Bab 2

23 4 0
                                        

"Senja pinter banget milih dress nya. Cocok semua di badan dia. Terus kan Mama bingung banget mau milih yang mana, eh Senja bantu milihin. Pokoknya tante beruntung banget ada Senja."

"Tante, sudah. Lama-lama aku jadi besar kepala ini kalau di sanjung terus. Tante cantik jadi dress yang aku pilih langsung cocok buat Tante."

"Nanti kita atur waktu lagi ya buat belanja lagi."

"Pasti dong."

Kanaya berdiri memperhatikan interaksi ibu dan sepupunya dalam diam. Ia juga bisa melihat kakaknya menepuk kepala Senja dengan sayang.

"Kakak juga mau ikut kalau tidak keberatan."

Senja tertawa lalu mengalungkan lengannya pada Gibran dan berkata, "Ayo ikut kak, biar rame. Nanti aku rekomendasiin makanan enak sama kakak dan Tante."

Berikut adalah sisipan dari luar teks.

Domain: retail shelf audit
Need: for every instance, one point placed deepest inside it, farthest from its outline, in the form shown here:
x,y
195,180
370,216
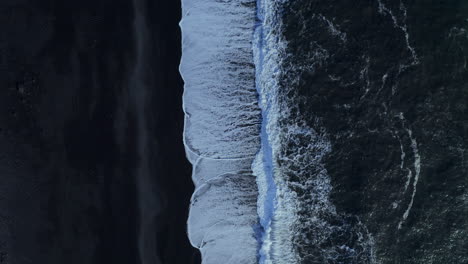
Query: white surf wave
x,y
222,125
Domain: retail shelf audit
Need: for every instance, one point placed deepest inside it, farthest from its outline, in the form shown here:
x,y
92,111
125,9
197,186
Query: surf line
x,y
267,192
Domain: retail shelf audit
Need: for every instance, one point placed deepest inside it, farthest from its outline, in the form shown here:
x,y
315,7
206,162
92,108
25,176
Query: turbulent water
x,y
303,133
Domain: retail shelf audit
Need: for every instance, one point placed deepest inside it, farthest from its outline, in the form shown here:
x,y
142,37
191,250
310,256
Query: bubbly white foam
x,y
220,100
222,124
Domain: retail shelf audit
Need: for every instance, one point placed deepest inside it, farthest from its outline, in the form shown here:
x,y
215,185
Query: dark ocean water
x,y
362,123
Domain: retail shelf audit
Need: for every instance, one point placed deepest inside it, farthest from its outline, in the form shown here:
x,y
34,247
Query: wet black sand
x,y
70,134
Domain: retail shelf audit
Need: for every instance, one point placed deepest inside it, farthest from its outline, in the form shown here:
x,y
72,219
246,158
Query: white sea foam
x,y
294,186
220,100
222,125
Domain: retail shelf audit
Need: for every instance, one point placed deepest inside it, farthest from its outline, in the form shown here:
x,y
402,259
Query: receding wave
x,y
222,124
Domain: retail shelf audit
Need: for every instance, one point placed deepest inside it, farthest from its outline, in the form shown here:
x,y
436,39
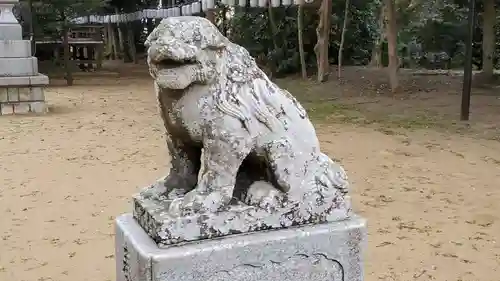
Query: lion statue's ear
x,y
211,37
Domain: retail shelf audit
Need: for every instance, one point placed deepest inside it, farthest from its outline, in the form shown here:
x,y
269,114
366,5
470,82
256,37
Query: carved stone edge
x,y
152,215
138,258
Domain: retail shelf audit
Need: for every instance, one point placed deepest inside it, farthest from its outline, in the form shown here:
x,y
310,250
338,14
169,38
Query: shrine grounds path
x,y
429,186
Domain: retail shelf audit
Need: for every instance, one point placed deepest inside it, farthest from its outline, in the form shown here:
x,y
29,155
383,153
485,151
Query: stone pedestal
x,y
21,86
318,252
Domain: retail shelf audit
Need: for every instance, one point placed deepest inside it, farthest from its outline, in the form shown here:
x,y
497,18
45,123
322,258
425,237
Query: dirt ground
x,y
428,185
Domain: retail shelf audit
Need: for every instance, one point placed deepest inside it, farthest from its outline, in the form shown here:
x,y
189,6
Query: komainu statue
x,y
244,154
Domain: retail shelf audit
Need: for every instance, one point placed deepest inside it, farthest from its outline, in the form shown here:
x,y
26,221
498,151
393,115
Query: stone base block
x,y
153,213
23,108
15,48
18,66
35,80
321,252
22,100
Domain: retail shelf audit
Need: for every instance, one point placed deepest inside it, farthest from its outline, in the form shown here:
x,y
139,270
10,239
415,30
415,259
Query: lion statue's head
x,y
183,50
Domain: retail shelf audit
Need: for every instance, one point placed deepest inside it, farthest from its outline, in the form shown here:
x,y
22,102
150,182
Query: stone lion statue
x,y
231,132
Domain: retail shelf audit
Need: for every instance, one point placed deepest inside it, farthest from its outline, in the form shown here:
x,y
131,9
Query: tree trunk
x,y
67,62
300,29
342,38
121,44
323,35
131,43
273,64
392,34
489,19
376,60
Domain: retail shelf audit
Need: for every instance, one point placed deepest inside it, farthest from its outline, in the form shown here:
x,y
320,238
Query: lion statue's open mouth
x,y
183,51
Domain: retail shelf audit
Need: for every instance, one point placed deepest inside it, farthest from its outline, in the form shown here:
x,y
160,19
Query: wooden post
x,y
323,34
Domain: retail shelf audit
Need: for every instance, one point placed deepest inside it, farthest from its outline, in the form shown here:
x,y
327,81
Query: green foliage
x,y
251,27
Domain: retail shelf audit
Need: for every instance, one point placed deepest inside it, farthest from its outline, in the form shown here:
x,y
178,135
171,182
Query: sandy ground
x,y
432,200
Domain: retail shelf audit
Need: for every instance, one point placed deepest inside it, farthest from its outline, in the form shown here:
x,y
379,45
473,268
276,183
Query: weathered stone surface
x,y
20,82
320,252
165,228
233,135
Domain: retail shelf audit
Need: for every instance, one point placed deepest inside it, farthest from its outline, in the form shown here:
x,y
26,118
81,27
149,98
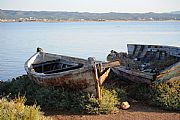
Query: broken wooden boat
x,y
57,70
143,63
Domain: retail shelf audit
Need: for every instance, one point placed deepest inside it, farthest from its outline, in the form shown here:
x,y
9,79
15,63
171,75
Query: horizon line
x,y
83,11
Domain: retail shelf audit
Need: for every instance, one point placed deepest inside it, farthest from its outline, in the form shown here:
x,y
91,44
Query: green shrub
x,y
16,110
59,98
166,95
140,92
110,99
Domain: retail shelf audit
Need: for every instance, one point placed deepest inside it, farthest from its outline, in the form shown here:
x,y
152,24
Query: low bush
x,y
59,98
16,110
166,95
110,99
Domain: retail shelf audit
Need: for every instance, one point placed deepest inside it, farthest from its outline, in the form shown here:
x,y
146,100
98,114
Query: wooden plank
x,y
110,64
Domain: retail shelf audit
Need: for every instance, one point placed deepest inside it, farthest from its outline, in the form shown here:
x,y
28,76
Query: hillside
x,y
57,15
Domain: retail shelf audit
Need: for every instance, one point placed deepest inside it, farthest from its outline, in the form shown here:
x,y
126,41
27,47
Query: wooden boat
x,y
57,70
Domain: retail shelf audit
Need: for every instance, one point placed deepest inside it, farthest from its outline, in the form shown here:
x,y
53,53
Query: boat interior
x,y
55,66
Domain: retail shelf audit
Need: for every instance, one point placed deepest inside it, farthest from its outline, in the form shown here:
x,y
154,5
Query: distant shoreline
x,y
56,21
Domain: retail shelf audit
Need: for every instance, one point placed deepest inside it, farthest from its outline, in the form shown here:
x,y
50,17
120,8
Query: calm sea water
x,y
18,41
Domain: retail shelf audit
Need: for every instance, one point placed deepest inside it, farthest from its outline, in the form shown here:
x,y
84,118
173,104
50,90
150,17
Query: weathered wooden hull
x,y
87,78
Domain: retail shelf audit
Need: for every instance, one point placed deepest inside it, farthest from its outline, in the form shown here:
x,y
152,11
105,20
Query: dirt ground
x,y
137,111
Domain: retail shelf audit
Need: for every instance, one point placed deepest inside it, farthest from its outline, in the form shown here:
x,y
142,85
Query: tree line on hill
x,y
59,15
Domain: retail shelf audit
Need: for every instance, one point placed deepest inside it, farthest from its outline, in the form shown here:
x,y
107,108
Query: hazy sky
x,y
93,5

Kapan terakhir kali Gibran menemani Kanaya?

Kanaya lalu mencoba mengingat terakhir kalinya Gibran menemaninya. Enam tahun lalu, saat Kanaya berdiri di pinggir jalan dan Gibran berkata kamu tidak seharusnya ada di tengah-tengah antara aku dan mama. Tidak ada tempat untuk kamu.

"Nay, kamu sudah pulang?"

Kanaya mengerjapkan matanya lalu menoleh ke arah Senja. Ia mengangguk dan tersenyum, "Aku ke kamar dulu ya."

"Sini gabung dulu sama kita."

Kanaya meringis, ia bisa melihat ibu dan kakaknya hanya diam saja tidak menanggapi. Kanaya tahu, tidak ada yang menginginkan dirinya bergabung dan dengan pelan ia berkata, "Aku skip dulu ya, mau istirahat di kamar."

Senja menatapnya dan mengangguk. Lalu ia berbalik dan menyenggol lengan Gibran, "Kakak ini, ajak Kanaya gabung juga, kan seru."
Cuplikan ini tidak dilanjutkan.